Do you take care of your daughter(s) as well as you take care of yourself? If yes, then you are an awesome mother!
Who is there to judge you?
I thought it would be frowned upon if you as a mom were well groomed all the time, but your child looks neglected most of the time. Or if your lifestyle choices were not so healthy for their mental and physical growth...then I can see how the phrase, "bad example" would apply.
Over time and now more recently, I have been getting several to many emails from mothers about this topic. Many of these mothers are getting bad mouthed or insulted for having relaxed hair, wear a hair weave or wig while their daughter(s) have natural hair. I do have relaxed hair and my daughter has natural hair. No big deal. Our hairs are healthy respectively and I don't see a "problem". Really, I don't. I honestly did not ever want to post anything about this topic, but felt maybe a person can benefit from it.
I too have been called a poor example as a mother, from people I personally know. I have gotten snide comments too. Back handed compliments: "You have pretty hair, but you should cut it all off and go natural for your daughter". And several social media outlets, I was told that I should not be giving hair advice to mothers with natural haired children. But I still do and my lovely ladies benefit.
A while back, someone had questioned me about how I would have handled a situation if my daughter asked to be relaxed. I went into a whole explanation about how I raise my daughter. I sounded like I was being defensive to prove how well and how I plan on raising her. Thinking about it now, it was unnecessary to explain myself. I was the idiot and sounded pathetic for doing that and giving this individual my time.
*Have my daughter asked for her hair to be relaxed? Not yet and if she asks, I will ask her why.
*Has she asked for her hair to be STRAIGHTENED? Her answer to my "why" question: "I just want to see what it looks like straight."
I agree that hair can be an example for a young girl as far as grooming routine or styling choices. I also feel that it is okay for children to be curious with their question, you ask them why and go from there. Many say that when they ask for their hair to be straightened or relaxed, they have self-esteem challenges and it is our fault because of what we portray ourselves as. Huh? That is not the only ONE REASON why a young girl wants to have their hair straightened, weaved or relaxed. It does not mean that the only reason why she asked is because she has identity challenges and that it is the fault of the mother.
What about outside exposure, influence and being around their peers that can trigger these thoughts and questions?
On another note, mothers who have decided to "transition" or "big chopped" to go natural, do it for different reasons that are relative to themselves. I have heard reasons from them admiring their own daughter's hair, to them wanting to try something new.
But I do not feel that hair is the ONLY way to be a good example for a child...let us be a good example all around. Give your children the whole package.
How about these situations?
- I received an email from a natural haired mother almost a year ago whose daughter asked to get her hair relaxed because she likes her friend's relaxed hair.

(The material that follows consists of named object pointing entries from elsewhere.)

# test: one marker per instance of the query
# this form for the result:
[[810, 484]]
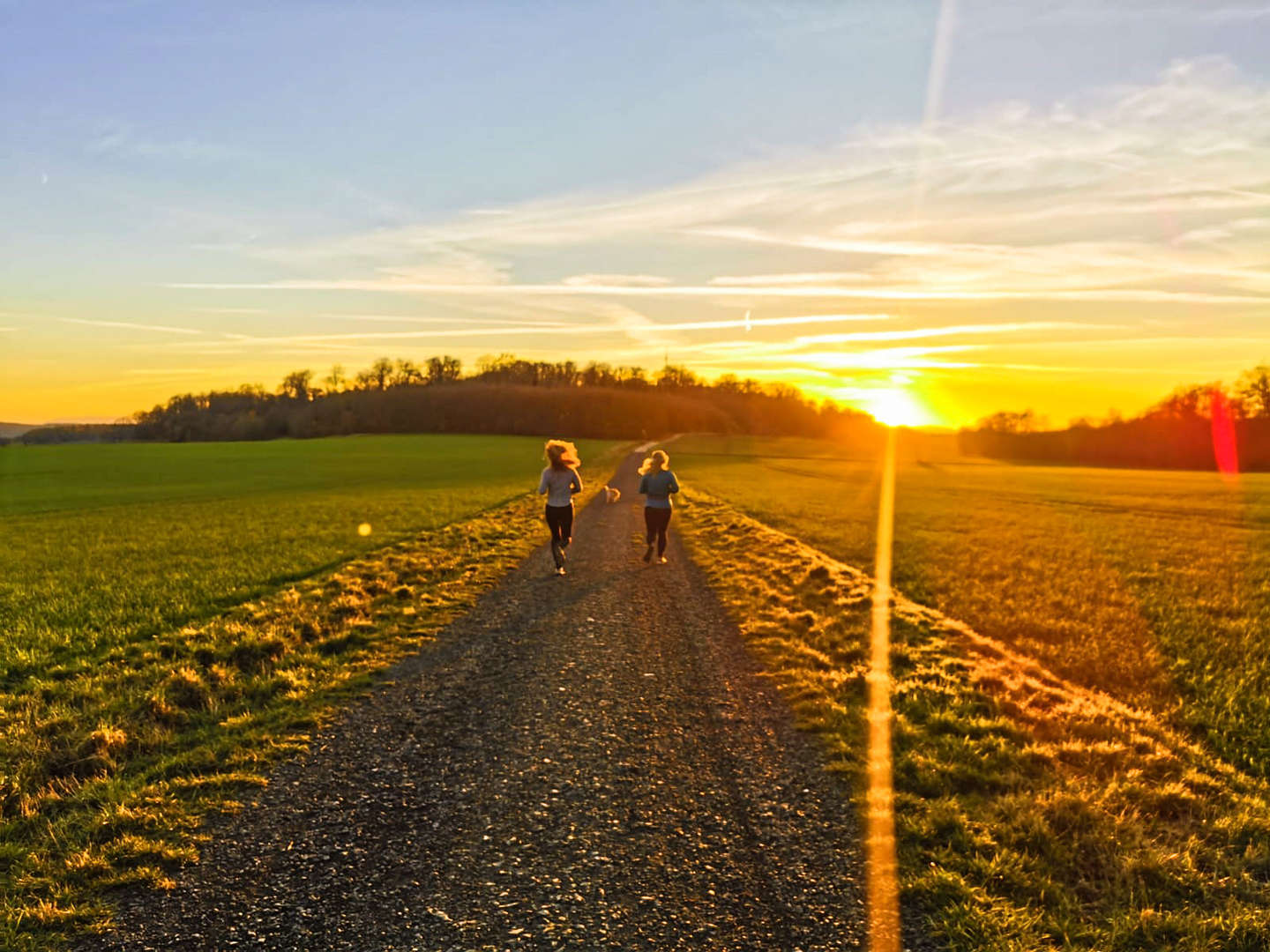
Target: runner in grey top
[[657, 482], [559, 485], [559, 482]]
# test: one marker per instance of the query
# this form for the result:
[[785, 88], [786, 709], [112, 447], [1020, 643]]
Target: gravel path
[[585, 762]]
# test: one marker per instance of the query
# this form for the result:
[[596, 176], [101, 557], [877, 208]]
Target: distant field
[[1151, 585], [109, 542]]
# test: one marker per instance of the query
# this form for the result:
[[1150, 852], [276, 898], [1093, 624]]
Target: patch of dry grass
[[1032, 813]]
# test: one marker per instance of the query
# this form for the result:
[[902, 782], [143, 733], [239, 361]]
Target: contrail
[[935, 83]]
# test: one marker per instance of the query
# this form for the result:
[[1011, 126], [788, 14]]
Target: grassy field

- An email from a mother who has very loose natural curls and her daughter has tightly coiled hair. Her daughter is upset that she doesn't have hair like hers.

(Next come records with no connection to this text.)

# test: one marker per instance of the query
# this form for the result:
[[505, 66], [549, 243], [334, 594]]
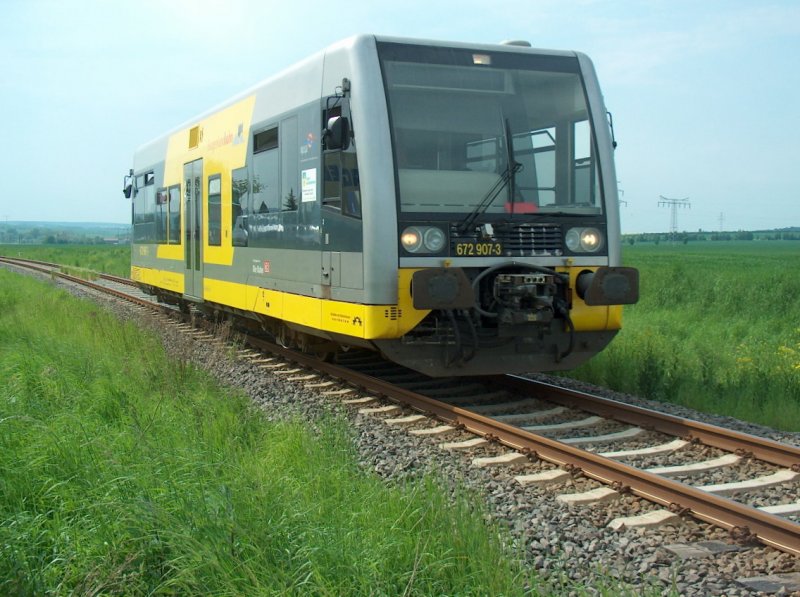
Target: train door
[[193, 218]]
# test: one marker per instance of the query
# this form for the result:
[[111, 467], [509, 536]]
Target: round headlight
[[411, 239], [584, 240], [434, 239], [591, 240], [573, 239]]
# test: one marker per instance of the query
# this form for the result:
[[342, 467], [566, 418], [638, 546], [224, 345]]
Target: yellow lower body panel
[[173, 281], [351, 319]]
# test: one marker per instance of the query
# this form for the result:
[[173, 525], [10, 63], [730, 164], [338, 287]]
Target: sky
[[705, 95]]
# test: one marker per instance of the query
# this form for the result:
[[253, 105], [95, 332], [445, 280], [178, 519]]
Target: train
[[451, 206]]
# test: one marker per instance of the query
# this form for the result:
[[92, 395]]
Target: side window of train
[[162, 215], [215, 210], [144, 209], [341, 189], [240, 206], [174, 234], [266, 183]]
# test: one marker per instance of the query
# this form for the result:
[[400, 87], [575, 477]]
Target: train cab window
[[215, 210], [174, 198], [583, 165]]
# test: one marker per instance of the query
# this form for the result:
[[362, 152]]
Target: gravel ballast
[[560, 541]]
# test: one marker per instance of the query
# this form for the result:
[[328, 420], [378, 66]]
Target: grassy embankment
[[122, 471], [109, 259], [717, 328]]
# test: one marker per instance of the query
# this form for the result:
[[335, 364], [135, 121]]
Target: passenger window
[[175, 215], [265, 140], [240, 200], [215, 210], [162, 215]]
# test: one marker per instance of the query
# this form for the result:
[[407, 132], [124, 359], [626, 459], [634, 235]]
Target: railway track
[[548, 433]]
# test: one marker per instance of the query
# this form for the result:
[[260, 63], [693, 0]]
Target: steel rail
[[28, 263], [769, 529], [678, 497], [710, 435]]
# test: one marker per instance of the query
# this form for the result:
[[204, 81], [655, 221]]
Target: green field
[[108, 259], [124, 472], [717, 328]]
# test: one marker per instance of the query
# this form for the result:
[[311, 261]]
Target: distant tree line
[[46, 235], [703, 236]]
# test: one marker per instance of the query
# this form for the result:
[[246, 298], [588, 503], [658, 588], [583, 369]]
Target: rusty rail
[[771, 530]]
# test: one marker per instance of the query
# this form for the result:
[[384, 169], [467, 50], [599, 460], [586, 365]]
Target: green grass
[[122, 471], [108, 259], [717, 328]]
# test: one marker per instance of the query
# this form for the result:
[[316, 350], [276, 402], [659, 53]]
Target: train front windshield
[[497, 132]]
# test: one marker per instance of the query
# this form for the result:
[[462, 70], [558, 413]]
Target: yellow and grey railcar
[[452, 206]]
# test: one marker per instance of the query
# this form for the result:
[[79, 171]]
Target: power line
[[673, 204]]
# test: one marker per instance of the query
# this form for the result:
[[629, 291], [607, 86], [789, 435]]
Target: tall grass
[[717, 328], [124, 472], [108, 259]]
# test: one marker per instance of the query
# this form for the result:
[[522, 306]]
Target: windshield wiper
[[508, 177]]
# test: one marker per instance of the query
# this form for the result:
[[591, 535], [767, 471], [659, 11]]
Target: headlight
[[584, 240], [433, 240], [423, 239], [411, 239]]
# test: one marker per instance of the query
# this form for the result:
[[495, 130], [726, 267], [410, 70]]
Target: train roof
[[349, 44]]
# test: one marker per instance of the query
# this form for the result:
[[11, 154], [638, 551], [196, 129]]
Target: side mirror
[[127, 185], [337, 133]]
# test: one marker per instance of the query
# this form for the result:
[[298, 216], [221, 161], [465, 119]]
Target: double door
[[193, 217]]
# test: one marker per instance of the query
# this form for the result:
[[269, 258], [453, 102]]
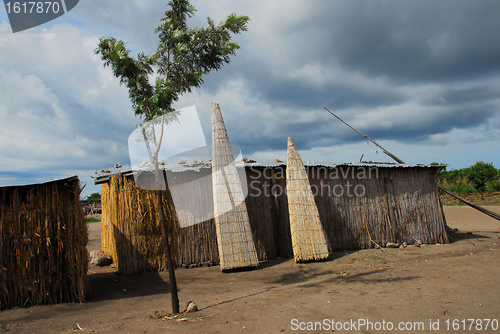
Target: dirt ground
[[429, 289]]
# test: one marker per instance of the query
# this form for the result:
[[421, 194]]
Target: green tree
[[184, 55], [94, 197], [480, 174]]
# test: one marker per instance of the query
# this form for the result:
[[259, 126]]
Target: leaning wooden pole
[[308, 238], [234, 235], [477, 207]]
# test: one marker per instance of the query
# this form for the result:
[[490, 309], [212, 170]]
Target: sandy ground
[[424, 289]]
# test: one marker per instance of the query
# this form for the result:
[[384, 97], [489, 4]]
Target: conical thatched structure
[[308, 239], [234, 236]]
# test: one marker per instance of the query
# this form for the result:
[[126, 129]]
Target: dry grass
[[43, 241]]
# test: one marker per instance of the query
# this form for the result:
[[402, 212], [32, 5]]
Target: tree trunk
[[168, 254]]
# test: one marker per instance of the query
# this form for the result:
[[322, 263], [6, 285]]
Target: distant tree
[[183, 56], [94, 197], [480, 174]]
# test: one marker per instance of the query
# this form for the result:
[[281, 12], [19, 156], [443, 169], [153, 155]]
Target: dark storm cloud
[[412, 40], [395, 49]]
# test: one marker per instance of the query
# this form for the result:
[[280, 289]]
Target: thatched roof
[[234, 236]]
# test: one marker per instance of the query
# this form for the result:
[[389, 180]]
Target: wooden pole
[[477, 207]]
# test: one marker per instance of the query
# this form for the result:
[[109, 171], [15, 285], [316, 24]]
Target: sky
[[422, 78]]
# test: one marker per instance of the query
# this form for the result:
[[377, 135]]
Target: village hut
[[360, 205], [308, 238], [43, 239], [234, 235]]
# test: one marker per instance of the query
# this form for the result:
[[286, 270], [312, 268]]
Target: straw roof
[[308, 239], [234, 235]]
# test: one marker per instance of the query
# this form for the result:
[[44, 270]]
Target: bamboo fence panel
[[43, 238], [234, 234], [398, 204], [308, 239]]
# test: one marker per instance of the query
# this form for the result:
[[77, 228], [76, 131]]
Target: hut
[[358, 204], [43, 239], [234, 236], [308, 238]]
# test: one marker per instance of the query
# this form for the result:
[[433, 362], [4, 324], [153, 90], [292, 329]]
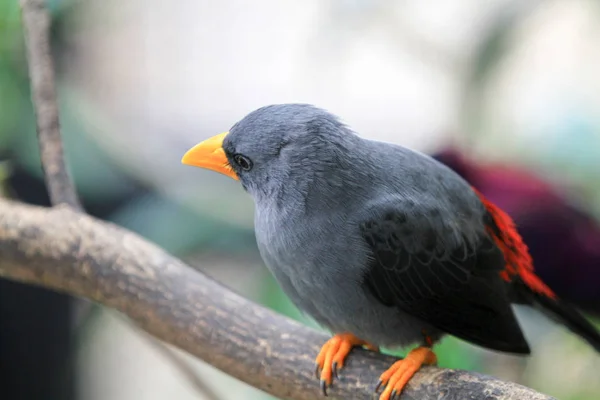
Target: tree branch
[[74, 253], [36, 27], [67, 251]]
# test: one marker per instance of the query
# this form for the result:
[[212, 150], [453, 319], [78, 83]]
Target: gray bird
[[382, 245]]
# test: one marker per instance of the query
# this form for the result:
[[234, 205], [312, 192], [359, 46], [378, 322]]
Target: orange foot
[[333, 354], [398, 375]]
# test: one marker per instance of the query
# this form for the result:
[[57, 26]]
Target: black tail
[[569, 316]]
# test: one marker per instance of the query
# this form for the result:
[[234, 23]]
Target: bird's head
[[273, 146]]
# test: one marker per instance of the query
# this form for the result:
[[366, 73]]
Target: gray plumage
[[318, 189]]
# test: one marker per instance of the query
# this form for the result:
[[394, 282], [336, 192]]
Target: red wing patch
[[518, 260]]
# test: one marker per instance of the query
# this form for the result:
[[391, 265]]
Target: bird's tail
[[528, 286]]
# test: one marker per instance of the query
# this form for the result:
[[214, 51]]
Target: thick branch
[[36, 26], [71, 252]]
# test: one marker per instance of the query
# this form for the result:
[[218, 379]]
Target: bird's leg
[[398, 375], [333, 354]]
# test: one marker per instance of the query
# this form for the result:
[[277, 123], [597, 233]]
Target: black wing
[[444, 276]]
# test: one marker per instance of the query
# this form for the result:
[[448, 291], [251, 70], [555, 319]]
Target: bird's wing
[[426, 267]]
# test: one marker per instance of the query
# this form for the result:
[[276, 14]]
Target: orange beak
[[209, 154]]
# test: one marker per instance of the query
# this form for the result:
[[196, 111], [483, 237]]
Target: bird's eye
[[244, 162]]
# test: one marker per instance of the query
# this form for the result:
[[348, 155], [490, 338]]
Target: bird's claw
[[323, 386], [334, 370], [332, 356]]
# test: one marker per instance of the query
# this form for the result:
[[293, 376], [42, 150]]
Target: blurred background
[[506, 92]]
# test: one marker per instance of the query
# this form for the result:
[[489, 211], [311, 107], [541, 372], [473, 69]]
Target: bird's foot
[[398, 375], [332, 356]]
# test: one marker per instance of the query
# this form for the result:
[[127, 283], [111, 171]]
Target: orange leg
[[333, 354], [398, 375]]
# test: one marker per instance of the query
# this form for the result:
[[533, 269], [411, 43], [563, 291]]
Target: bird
[[563, 239], [381, 245]]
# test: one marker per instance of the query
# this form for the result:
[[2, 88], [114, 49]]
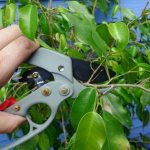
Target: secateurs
[[52, 93]]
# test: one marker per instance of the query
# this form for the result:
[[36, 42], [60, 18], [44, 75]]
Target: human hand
[[14, 49]]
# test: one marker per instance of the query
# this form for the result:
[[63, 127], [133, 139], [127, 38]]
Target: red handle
[[7, 103]]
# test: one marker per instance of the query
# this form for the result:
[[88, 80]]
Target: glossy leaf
[[28, 20], [31, 144], [79, 8], [10, 14], [128, 13], [123, 94], [119, 112], [145, 30], [85, 30], [71, 142], [116, 139], [115, 10], [1, 17], [44, 24], [90, 134], [24, 1], [43, 44], [74, 53], [145, 99], [103, 31], [63, 42], [120, 32], [44, 142], [103, 5], [84, 103]]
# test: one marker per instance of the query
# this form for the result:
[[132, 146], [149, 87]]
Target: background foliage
[[94, 120]]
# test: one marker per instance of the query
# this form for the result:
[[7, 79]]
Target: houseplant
[[103, 121]]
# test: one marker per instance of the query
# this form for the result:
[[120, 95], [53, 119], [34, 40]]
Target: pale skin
[[14, 49]]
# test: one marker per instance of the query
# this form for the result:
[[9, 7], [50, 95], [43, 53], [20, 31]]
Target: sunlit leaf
[[44, 142], [31, 144], [44, 24], [84, 103], [28, 20], [145, 99], [90, 134], [103, 31], [103, 5], [74, 53], [24, 1], [128, 13], [116, 139], [1, 17], [10, 14], [120, 32], [118, 110], [115, 10]]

- I read about a mother who is suffering from early balding and has to wear a wig, but her 13 year old daughter wants to wear one too.
So to my lovely mothers who have sent and been sending me messages in regards to this issue for over quite some time (although I did answer them)....pick your battles and keep being the awesome mother that you are. Take care of your children, keep them well rounded and be a good positive role model the best way you know how. Keep doing you.
And to the lovely mothers who want to give a side eye to a relaxed, weaved up or wig wearing mother, please stop. There is a way to give constructive criticism without cheap shots. Divert those eyes to your beautiful children and be a positive example for them.
And what good example is one being if they are tearing another mother down because of her hair choices? We have to do better ladies!
Thanks for reading, we'll chat soon!